When developers work with text, they often need to clean it up first. Sometimes it’s by replacing keywords. Like replacing “Javascript” with “JavaScript”. Other times, we just want to find out whether “JavaScript” was mentioned in a document.
Data cleaning tasks like these are standard for most Data Science projects dealing with text.
Data Science starts with data cleaning.
I had a very similar task to work on recently. I work as a Data Scientist at Belong.co and Natural Language Processing is half of my work.
When I trained a Word2Vec model on our document corpus, it started giving synonyms as similar terms. “Javascripting” was coming as a similar term to “JavaScript”.
To resolve this, I wrote a regular expression (Regex) to replace all known synonyms with standardized names. The Regex replaced “Javascripting” with “JavaScript”, which solved 1 problem but created another.
Some people, when confronted with a problem, think
“I know, I’ll use regular expressions.” Now they have two problems.
The above quote is from this stack-exchange question and it came true for me.
It turns out that Regex is fast if the number of keywords to be searched and replaced is in the 100s. But my corpus had over 10s of Thousands of keywords and a few Million documents.
When I benchmarked my Regex code, I found it was going to take 5 days to complete one run. My reaction:
Clearly something needed to be done.
[Update]
I started with trying to optimise the Regex I was using. I learned that compiled regex are faster so I switched to it. To replace multiple terms together ther is group option and I adapted that. I was still having trouble with keywords having special characters like 'C++', '.Net' Link.
Sorting the keywords when loading into regex also improved the performance.
My best learnings came from this Link. Trie Based regex are faster Link I didn't Know about this when I started my project, But I went in the same direction of using a Trie.
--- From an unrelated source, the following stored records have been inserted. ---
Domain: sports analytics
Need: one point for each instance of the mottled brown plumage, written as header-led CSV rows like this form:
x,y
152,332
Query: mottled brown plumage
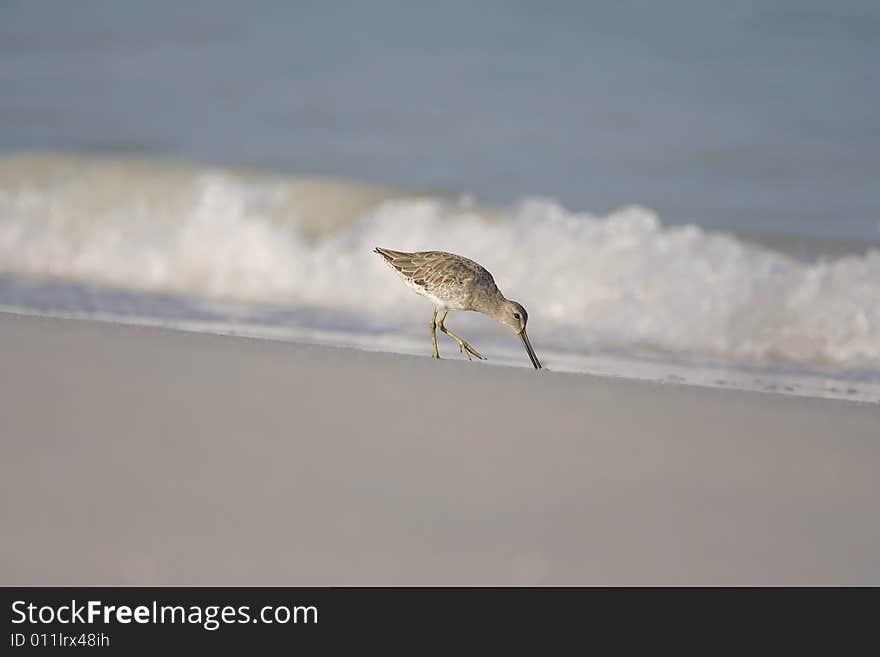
x,y
453,282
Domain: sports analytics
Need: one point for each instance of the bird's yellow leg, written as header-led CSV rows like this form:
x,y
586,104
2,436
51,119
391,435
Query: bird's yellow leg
x,y
464,346
436,353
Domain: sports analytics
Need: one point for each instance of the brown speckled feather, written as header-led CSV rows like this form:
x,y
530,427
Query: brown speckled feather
x,y
451,281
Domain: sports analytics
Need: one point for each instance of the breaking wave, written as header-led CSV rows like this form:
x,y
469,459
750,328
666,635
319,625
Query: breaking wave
x,y
622,279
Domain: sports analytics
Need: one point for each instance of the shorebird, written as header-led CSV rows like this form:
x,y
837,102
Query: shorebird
x,y
453,282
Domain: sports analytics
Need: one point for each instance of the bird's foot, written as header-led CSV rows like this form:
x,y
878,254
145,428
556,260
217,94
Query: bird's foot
x,y
468,350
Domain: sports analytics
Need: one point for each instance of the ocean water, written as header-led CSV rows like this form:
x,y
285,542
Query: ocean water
x,y
676,191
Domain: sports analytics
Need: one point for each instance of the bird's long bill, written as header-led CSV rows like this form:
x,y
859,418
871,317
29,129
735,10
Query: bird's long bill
x,y
528,345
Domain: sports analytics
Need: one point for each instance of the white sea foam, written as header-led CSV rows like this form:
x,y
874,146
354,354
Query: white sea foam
x,y
620,280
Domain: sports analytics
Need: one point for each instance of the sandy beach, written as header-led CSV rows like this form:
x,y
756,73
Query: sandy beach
x,y
150,456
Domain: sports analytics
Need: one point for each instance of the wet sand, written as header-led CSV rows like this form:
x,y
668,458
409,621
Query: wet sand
x,y
149,456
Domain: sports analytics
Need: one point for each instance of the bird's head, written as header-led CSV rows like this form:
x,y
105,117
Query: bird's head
x,y
515,316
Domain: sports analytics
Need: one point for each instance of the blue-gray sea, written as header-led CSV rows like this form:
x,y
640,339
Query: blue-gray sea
x,y
676,184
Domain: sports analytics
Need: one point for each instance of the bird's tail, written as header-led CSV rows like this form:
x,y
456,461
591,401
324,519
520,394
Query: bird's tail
x,y
390,255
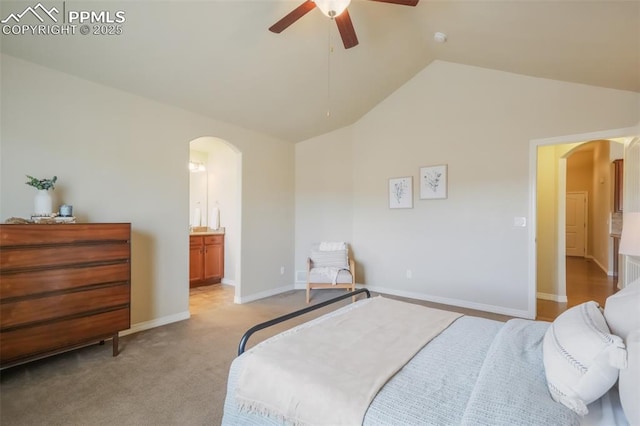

I don't mean to say that Regex in general are bad, It's just really hard to understand so many different implementations. I was using the Python version, where as RUST has a compiled version which is even faster. Also there are c++ versions which are even more faster.
If you are solely looking for speed maybe you can try one of those. I needed more control and simplicity in use so I built a tool. This helped me abstract the details out making sure anyone with little knowledge of Regex could use it.
[Update End]
I asked around in my office and on stack-overflow. And a couple of suggestions came up. Both Vinay, Suresh and Stack Overflow pointed towards this beautiful algorithm called Aho-Corasick algorithm and Trie dictionary approach. I looked for some existing solutions but couldn’t find much.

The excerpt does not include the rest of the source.